STATE COLLEGE — As President Barack Obama spoke Wednesday in Ohio against his opponent’s education policy, local Democrats did the same at the downtown Obama field office.
County Commissioner Michael Pipe and 5th District congressional candidate Charles Dumas criticized the potential impact of the Republican Mitt Romney- Paul Ryan budget plan on K-12 and college students.
The Ryan budget, calling for cuts in spending, could have a “devastating impact” on education, if applied there, they said.
According to statistics from Obama’s Pennsylvania campaign, cuts could deny Head Start to 12,000 children, cut K-12 and special education funding by $186 million and cut federal Pell Grant scholarships for 295,000 students.

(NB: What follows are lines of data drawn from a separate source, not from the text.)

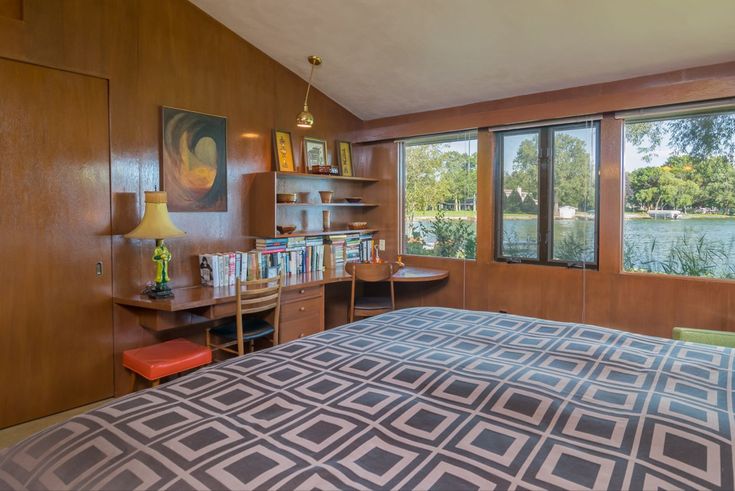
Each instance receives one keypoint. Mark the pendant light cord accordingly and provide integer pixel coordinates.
(308, 87)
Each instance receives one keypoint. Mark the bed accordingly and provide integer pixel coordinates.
(421, 398)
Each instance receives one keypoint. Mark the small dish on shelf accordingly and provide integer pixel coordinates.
(286, 197)
(357, 225)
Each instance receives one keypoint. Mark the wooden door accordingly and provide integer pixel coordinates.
(55, 308)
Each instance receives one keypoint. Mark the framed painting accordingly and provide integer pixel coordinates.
(344, 158)
(194, 160)
(315, 153)
(283, 151)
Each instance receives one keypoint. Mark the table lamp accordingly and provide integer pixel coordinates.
(157, 225)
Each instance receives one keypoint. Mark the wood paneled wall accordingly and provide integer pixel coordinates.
(168, 52)
(650, 304)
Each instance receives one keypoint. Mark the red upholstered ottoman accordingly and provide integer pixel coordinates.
(161, 360)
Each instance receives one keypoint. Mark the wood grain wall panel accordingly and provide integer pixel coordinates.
(12, 9)
(56, 326)
(168, 52)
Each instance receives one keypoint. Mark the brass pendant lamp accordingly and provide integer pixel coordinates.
(305, 119)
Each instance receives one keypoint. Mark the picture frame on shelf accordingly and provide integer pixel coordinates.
(344, 158)
(283, 151)
(315, 156)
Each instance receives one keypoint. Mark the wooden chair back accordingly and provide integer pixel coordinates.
(253, 297)
(370, 273)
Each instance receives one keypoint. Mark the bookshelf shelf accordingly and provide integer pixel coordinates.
(325, 177)
(296, 205)
(321, 233)
(309, 213)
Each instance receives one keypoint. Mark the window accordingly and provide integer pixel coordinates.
(439, 191)
(546, 199)
(679, 215)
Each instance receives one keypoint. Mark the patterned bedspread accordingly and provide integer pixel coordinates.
(425, 398)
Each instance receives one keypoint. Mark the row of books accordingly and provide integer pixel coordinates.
(222, 269)
(291, 255)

Pipe said the county could see negative effects including students not getting opportunities at Penn State, the region’s largest employer.
“If we don’t get the same benefits from having jobs created here at Penn State, having students come here that then start businesses here in the county, that’s going to hurt us long-term,” Pipe said.
As a professor in Penn State’s School of Theatre, Dumas said he sees firsthand the “sacrifice students and parents make to pursue the opportunity of higher education.”
With cuts to college funding programs, Dumas said college would become “dramatically less affordable,” even “impossible, for hundreds of thousands of Pennsylvania students who deserve a fair shot.”
“And they are our future, folks,” he said.
On the question of K-12 funding, Dumas said both young students and college students need support, and the only way to do that is for everyone to pay their “fair share” of taxes that are used for those programs.
Pipe said hiring new teachers to create smaller class sizes is key to K-12 success.
“Smaller classes mean more attention can be paid from a teacher to a student,” he said.